Ilustrações:
GUSTAVO BACARISAS Y PODESTÁ
(1873 – 1971. Gibraltrar, Cádiz / Espanha)
Conto e fotografias: ANTONIO NAHUD
Vê-lo não é um espetáculo divertido. A julgar
pelas circunstâncias, está há uma ou duas horas atado a um grosso tronco de oliveira,
nu, saco cortado e enfiado goela adentro. O sangue vinho escorre pelas pernas
fortes, sem pelos, manchando a terra áspera. Olhos grandes, opacos, bem
abertos, fixam o nada, tomados por um susto dos diabos. Enormes orelhas, olhos
negros, e parece tão inocente como um pequeno animal dos bosques.

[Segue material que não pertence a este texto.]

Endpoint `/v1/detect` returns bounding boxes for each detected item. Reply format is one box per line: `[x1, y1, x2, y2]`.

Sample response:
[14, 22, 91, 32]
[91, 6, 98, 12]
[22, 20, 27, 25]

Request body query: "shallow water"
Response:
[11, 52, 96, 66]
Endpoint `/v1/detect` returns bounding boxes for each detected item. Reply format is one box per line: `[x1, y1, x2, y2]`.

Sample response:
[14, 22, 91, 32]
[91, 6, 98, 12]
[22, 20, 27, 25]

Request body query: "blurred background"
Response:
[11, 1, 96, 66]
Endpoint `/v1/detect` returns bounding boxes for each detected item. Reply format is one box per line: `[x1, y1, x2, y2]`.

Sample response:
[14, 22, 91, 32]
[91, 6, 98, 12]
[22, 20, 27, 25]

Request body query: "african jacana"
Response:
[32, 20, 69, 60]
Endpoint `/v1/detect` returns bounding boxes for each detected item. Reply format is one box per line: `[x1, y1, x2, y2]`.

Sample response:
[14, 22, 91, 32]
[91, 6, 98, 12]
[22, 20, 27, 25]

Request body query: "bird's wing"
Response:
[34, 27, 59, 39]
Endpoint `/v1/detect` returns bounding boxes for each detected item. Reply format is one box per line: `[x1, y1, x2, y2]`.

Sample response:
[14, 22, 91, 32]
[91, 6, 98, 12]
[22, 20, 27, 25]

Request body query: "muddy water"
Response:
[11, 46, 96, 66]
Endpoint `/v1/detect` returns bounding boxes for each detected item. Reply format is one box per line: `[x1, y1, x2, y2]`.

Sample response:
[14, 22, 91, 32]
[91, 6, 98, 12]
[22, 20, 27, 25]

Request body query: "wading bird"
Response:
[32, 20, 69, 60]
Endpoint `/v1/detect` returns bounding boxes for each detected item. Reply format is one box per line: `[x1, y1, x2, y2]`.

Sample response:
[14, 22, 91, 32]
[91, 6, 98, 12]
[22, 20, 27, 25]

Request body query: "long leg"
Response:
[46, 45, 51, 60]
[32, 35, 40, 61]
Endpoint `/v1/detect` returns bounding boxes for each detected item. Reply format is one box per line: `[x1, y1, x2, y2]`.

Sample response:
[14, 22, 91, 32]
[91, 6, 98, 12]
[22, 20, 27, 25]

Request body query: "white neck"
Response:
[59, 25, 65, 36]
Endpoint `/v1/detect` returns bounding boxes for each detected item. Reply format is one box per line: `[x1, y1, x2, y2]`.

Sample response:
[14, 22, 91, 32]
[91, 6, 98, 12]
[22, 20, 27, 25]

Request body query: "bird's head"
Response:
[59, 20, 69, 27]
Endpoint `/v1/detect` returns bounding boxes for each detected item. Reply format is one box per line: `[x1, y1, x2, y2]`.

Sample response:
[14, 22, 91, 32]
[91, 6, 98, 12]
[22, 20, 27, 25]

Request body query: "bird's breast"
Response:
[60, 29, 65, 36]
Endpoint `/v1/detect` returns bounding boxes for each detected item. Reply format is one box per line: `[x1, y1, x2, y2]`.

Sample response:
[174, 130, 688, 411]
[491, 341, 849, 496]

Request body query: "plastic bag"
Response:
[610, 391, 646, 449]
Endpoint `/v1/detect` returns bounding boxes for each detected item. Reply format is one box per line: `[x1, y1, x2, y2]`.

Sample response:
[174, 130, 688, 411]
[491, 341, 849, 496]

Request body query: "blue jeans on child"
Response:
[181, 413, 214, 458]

Nenhuma
documentação, roupas ou qualquer objeto que o identifique. Depois de busca
minuciosa, o policial colhe a dois metros do corpo, entre tufos de alfazema, um
preservativo utilizado e anel de prata com a letra M gravada. “É um maldito
marroquino sem papéis”, sentencia a autoridade gorda, carrancuda.
Vinte
e quatro horas antes, Mohamed beijou a mãe e cada um dos nove irmãos mais
novos; e eles, esperançosos, não choraram. No bote, apertado entre 17 indivíduos
suados e tensos, em pé, buscou o céu oculto pela neblina e a lembrança do avô
poeta recitando o épico “A Gata Negra”, narrando a
sombria solidão humana. Ele o interpretava magistralmente em celebrações
públicas e reuniões familiares. Observando olhos, bocas, mãos, formas
fantasmagóricas que se escondem e se mostram na névoa, comoveu-se com uma mulher
de chilaba azul-turquesa e rosto tapado, agarrando-se a uma criança de colo. O
seu olhar fulminante escondia um grito. Atravessando o Estreito de Gibraltar
habitado por golfinhos e sereias famintas de carne humana, despediu-se da
branca Tânger. O perfume particular da cidade cheirava a coisa antiga,
confundindo-se com o perfume selvagem e apaixonado da terra cigana do outro
lado do canal.
Deixou
uma dívida de 1500 euros, que será cobrada pelo dono da embarcação, em dez
prestações mensais, diretamente a sua miserável família. Antes, tentou por duas
vezes o visto para entrar legalmente no continente europeu, e não houve conversa,
tampouco apelo, negadas as súplicas sem explicação. Aos 21 anos, falando quatro
idiomas, e dono de extraordinária beleza que atrai estrangeiros ávidos por
sexo, além de seus próprios companheiros, que o curraram algumas vezes sem
muita resistência, Mohamed vivia com o sonho de se tornar artista de cinema na
Itália ou França. Deixou a poética Chechoaouén, no alto das montanhas, sem dó
nem piedade, e quando o marcado rosto materno se crispou, afirmou convicto:
“Não se preocupe, ganharei dinheiro e darei uma vida melhor para todos nós”. O
pai fez a mesma aventura dois anos antes, em um bote idêntico ao que utilizou
como transporte aquático, e nunca mais se soube dele ou dos 34 imigrantes que o
acompanhavam. Com a roupa do corpo e a joia de prata como únicos bens, tremendo
de frio, alucinado pelo vento forte e as violentas ondas do mar Mediterrâneo, Mohamed
cantou com toda a força um antigo cântico berbere ensinado por sua avó.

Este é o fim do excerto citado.